当前位置:网站首页>Cause analysis and intelligent solution of information system row lock waiting
Cause analysis and intelligent solution of information system row lock waiting
2022-06-23 14:13:00 【Minimalist intelligence】
“ We all know that waiting for a database lock is very harmful , The immediate consequence is business failure or slow business .《 Cause analysis and intelligent solution of information system row lock waiting 》 A text is composed of minimalist intelligence CTO Huangzhiyi ( Chief scientist of Zhongguancun Zhonglian enterprise financial investment innovation promotion association ) Published in the 《 Electronic finance 》 A professional article in a magazine , I didn't share it in words before , Today, I have compiled the form of pictures and texts , Take the financial industry as an example , Through the systematic research on the waiting event of bank lock in the database of financial institutions , Try to trace the source , Find a reasonable solution , Provide reference and reference for peers .”

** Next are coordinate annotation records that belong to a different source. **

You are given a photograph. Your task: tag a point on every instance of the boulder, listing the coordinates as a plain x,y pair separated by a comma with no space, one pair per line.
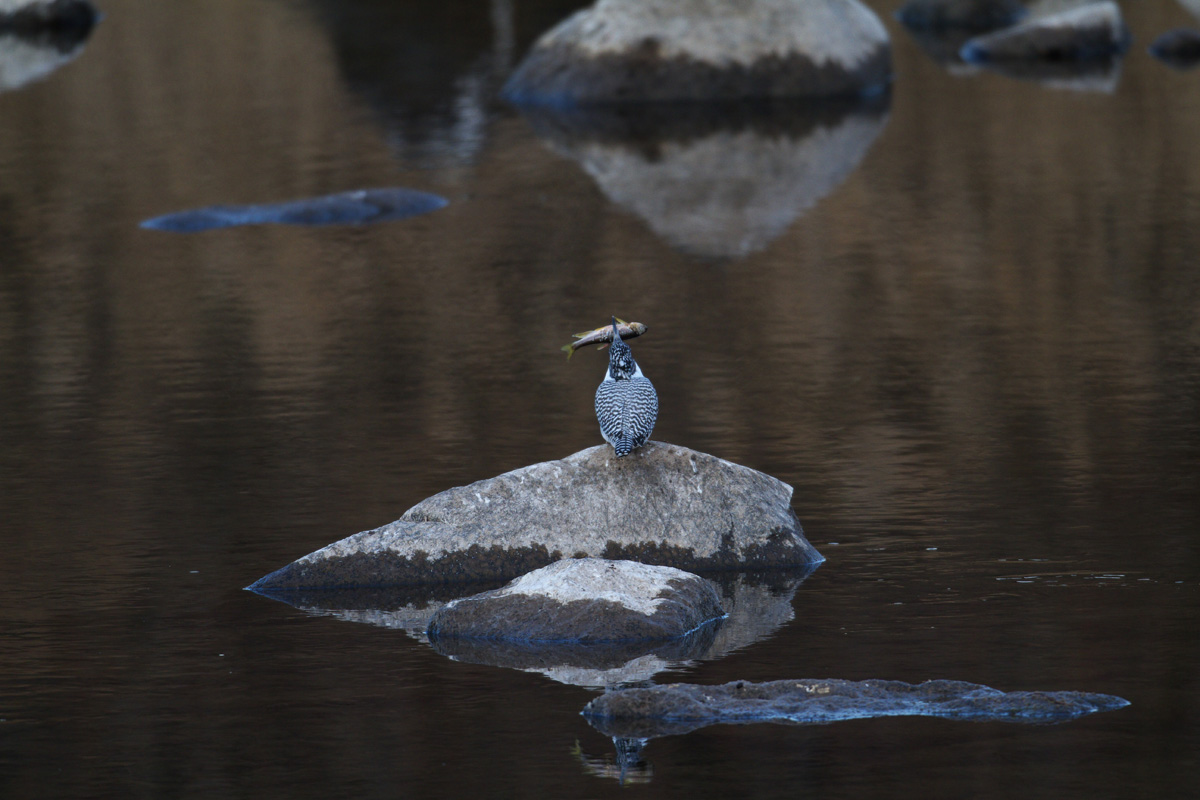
679,708
718,180
637,50
1179,48
1093,31
966,14
585,601
663,504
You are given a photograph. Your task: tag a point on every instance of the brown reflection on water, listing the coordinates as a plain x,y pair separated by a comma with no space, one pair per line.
984,341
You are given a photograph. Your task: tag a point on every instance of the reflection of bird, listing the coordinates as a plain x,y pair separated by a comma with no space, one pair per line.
627,404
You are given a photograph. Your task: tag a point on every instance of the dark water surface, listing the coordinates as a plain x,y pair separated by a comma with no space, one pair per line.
964,324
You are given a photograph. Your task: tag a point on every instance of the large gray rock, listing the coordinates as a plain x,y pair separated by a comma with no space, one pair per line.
679,708
663,504
623,50
585,601
709,180
1095,31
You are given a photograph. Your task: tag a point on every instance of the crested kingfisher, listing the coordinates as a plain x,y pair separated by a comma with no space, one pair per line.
627,404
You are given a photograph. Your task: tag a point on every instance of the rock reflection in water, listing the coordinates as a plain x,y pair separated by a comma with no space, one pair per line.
717,180
757,605
358,208
682,708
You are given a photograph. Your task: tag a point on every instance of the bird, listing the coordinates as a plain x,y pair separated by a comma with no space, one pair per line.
627,404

At present, the background of the development of smart finance is that there are more and more systems , Business complexity grows exponentially , Software problems such as lock waiting will occur more and more frequently , But at present, most financial institutions lack effective means to deal with it , This makes it particularly urgent and necessary to deal with lock waiting events . The lock waiting events that cause damage to the business of financial institutions are mainly bank lock waiting . When a critical lock wait event is encountered , Usually, the business process is shut down randomly or the entire business database system is restarted directly , But there are serious problems with both approaches , First, it will cause damage to the business , Second, both of these methods will lead to the responsible party who cannot trace the problem afterwards , Causes problems to occur repeatedly .
therefore , It is very necessary to systematically study the bank lock waiting events in the database of financial institutions , go back to the source or origin , Find a reasonable solution .
01
—
The harm of lock waiting to the business
The harm of lock waiting to the business can be explained from the following three dimensions :
1.1 Problems caused
Minor lock waiting events show that the business is slow , For example, there is a long queue in the processing hall ; In serious cases As a result, the relevant business is completely ineffective ;
1.2 Time of occurrence 、 Problem target
It often occurs on the core business system during business peak hours .
1.3 High frequency occurs
At present, lock waiting events occur not only in busy businesses 、 Medium sized financial institutions , More and more Small financial institutions in China have also started to frequent various lock waiting events .
By the visible on , Lock waiting events are very harmful to the business , At present, the background of the development of smart finance is that there are more and more systems , Business complexity grows exponentially , In this context , If you don't respond in time , Such software problems as lock waiting will only occur more and more frequently . But at present, most financial institutions lack effective means to deal with it , This makes it particularly urgent and necessary to deal with lock waiting events .
The lock waiting events that cause business damage are mainly row lock waiting , Therefore, we will focus on the row lock wait .
02
—
The performance and causes of row lock waiting
The lock in the database is an indispensable measure to ensure the orderly access order of the database , The main body of this article --- The row lock wait event is a negative manifestation of the lock mechanism in the process of system operation .
Typical scenario of row lock waiting , Business A To change (Update) surface 1 Some of these lines are recorded , Business A Row level exclusive locks will be placed on these row records , This lock allows other transactions to read these row records inconsistently , However, no other transaction is allowed to... These rows DML( It refers to the deletion of rows in the table Delete、 change Update、 Insert Insert be called DML) Modify the operating , Until transaction A End releasing the exclusive lock . here , If there are other transactions trying to modify these locked rows , These transactions will be forced to wait for transactions A end , To perform their own operations .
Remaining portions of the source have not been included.